ContentWriting Content

Writing Content

How to create, edit, review, and publish articles in Eclipse.

Writing Content

The Content page is your article command centre. Every article you create, whether from the Content page, Navigation Search, or Cortex Canvas, ends up here. You can filter by status, open any article in the editor, and publish directly to your CMS.

The content table

Your content table shows all articles for the active client. Each row displays the article title, its Content Profile, status, and creation date. Filter by tab to see what needs attention:

  • All shows everything.

  • New shows freshly generated articles waiting for their first review.

  • In Progress shows articles you've opened and started editing.

  • Draft shows articles saved but not yet published.

  • Published shows articles that have gone live on your CMS.

Creating an article

There are three routes to a new article.

From the Content page, click Create Article. Choose a Content Profile and Eclipse handles the rest. It researches your market, pulls in external sources and competitor data, and generates a fully cited draft. The article appears in your content table ready for review.

From Navigation Search, open the sidebar search or press Cmd+K on macOS and Ctrl+K on Windows or Linux, then choose Create Article. Pick a published Content Profile and click Generate Article. This is the fastest route when you already know which profile should produce the next draft. See Navigation Search for shortcuts and controls.

From Cortex Canvas, build your research first. Connect workspace documents, run deep research, pull in community threads, then click Create content (the button with the pad and pencil) on the canvas toolbar. You can apply a Content Profile or send your entire canvas research straight to CASi. The finished article lands in your content table, grounded in the evidence you assembled. See Create from Canvas for the full panel walkthrough.

The editor

Click any article in the content table to open it in the editor. The draft arrives fully cited and referenced.

Inline editing. Click anywhere in the article and type. Your changes are saved automatically.

CASi rewrites. Highlight any section you want rewritten and instruct CASi. It rewrites that section while leaving the rest of the article untouched. Your approved copy, citations, and structure stay put.

Justification view. For standard articles, switch to justification view to inspect why a title, claim, citation, structural choice, positioning decision, or brand-language choice was made. The view links each decision back to the source material behind it, so you can verify before you approve.

Ask CASi in justification view. If you want a fuller explanation of a decision, use Ask CASi inside the justification panel.

Medium article types use a different scoring model, so they do not show the same E-E-A-T justifications as standard articles.

For the full workflow, see Justifications.

Napkin Visuals (Napkin AI).
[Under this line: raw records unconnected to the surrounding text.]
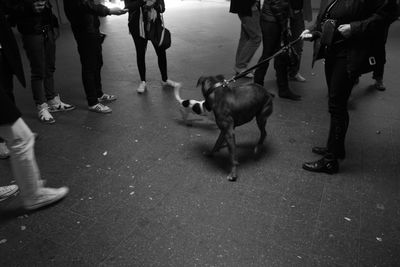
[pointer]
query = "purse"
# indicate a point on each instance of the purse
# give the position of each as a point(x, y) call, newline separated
point(162, 36)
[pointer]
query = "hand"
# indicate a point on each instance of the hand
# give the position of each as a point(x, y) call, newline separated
point(150, 2)
point(38, 6)
point(345, 30)
point(306, 35)
point(117, 11)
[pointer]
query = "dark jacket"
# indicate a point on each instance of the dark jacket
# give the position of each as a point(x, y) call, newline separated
point(367, 18)
point(30, 22)
point(242, 7)
point(134, 13)
point(84, 15)
point(276, 11)
point(8, 111)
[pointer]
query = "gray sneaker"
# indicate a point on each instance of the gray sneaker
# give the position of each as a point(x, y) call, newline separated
point(45, 196)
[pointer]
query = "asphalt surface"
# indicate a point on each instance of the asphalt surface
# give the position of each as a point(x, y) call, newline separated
point(144, 194)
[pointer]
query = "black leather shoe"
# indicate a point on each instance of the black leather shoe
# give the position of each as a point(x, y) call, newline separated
point(323, 151)
point(325, 165)
point(290, 95)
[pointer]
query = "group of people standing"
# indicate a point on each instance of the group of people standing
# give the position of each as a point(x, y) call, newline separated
point(349, 35)
point(347, 53)
point(39, 29)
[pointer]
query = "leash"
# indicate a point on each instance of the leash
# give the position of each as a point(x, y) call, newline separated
point(244, 73)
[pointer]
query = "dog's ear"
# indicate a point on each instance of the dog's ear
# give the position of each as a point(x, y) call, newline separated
point(201, 81)
point(220, 77)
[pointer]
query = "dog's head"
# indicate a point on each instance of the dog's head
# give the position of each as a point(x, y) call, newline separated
point(207, 83)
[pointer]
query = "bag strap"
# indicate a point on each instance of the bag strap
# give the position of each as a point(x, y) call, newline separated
point(163, 30)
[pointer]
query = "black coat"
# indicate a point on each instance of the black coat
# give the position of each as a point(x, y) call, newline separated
point(8, 111)
point(134, 13)
point(367, 17)
point(242, 7)
point(84, 15)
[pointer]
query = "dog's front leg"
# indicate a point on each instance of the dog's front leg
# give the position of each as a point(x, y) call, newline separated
point(230, 140)
point(220, 141)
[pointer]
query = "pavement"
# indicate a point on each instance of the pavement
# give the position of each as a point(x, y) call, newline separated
point(142, 193)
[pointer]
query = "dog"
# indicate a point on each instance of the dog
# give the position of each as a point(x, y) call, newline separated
point(232, 107)
point(191, 106)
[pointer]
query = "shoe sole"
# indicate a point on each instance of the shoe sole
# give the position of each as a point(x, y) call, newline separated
point(46, 203)
point(61, 110)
Highlight text in the editor, or click the Napkin icon in the toolbar. Eclipse scans the selection and shows a small Napkin icon next to the recommended wording.

Click the Napkin icon to generate a visual, which is inserted beneath the selected text. After generation, hover over the image to open a sliding panel on the right.
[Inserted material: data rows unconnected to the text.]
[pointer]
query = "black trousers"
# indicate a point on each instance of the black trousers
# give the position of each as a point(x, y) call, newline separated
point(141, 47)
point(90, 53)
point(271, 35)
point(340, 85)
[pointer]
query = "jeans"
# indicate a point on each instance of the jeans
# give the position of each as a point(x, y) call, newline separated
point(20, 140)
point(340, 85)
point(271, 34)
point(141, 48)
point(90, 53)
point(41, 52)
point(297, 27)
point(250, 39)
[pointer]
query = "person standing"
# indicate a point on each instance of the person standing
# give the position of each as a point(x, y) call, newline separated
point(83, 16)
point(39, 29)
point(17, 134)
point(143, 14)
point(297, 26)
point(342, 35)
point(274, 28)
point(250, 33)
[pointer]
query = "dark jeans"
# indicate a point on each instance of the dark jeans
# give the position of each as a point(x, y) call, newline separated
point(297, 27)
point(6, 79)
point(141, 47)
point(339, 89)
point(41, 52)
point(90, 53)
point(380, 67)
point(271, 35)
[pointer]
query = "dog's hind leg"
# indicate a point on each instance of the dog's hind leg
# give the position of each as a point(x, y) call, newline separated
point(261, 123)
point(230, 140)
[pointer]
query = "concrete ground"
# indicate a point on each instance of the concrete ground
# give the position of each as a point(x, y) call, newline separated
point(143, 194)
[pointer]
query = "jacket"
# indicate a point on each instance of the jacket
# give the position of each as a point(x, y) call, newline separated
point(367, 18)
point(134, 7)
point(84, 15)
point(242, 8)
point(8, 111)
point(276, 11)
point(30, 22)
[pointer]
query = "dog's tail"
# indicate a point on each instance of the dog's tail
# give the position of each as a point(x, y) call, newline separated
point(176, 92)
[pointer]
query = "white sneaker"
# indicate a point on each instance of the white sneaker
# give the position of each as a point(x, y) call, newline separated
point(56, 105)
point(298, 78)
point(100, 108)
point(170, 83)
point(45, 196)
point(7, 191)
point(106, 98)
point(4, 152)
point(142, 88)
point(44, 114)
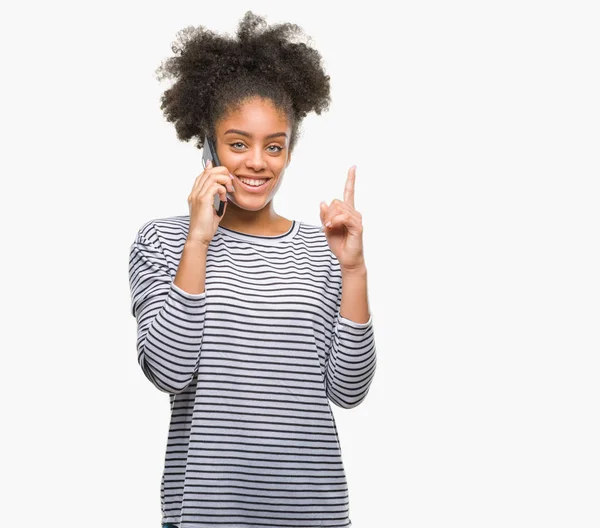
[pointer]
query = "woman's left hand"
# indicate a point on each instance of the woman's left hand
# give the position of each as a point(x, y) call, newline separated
point(343, 227)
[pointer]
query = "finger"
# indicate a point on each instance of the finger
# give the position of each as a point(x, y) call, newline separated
point(218, 177)
point(213, 189)
point(323, 208)
point(338, 221)
point(349, 188)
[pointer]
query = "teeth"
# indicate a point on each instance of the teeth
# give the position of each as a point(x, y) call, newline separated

In that panel, you can iterate through variants:

  • Visual styles: four options.

  • Categories (for example, mind map, process): each category offers four options.

At the bottom of the panel you choose how to brand the next generation:

  • Custom brand: shown when you have configured a Napkin brand ID in Settings (under the Napkin section). Selecting it restarts generation so the visual is regenerated using your custom brand.

  • Napkin defaults: shown when no custom brand is configured. You get multiple preset varieties (around 13). Selecting a preset restarts generation so you can keep iterating.

For branding setup details, see Napkin AI.

You can also generate images on the Cortex Canvas using the image generation node and attach up to two of those images to an article. Canvas images are attached with image and alt tags included.

Status tracking. The article status updates as you work. When you save edits, it moves to In Progress automatically.

Publishing

When you're satisfied with the article, hit Publish. Eclipse shows only the CMS platforms you've already connected through the Integrations page. If you've connected one CMS, that's what you'll see. If you've connected several, you pick which one to publish to.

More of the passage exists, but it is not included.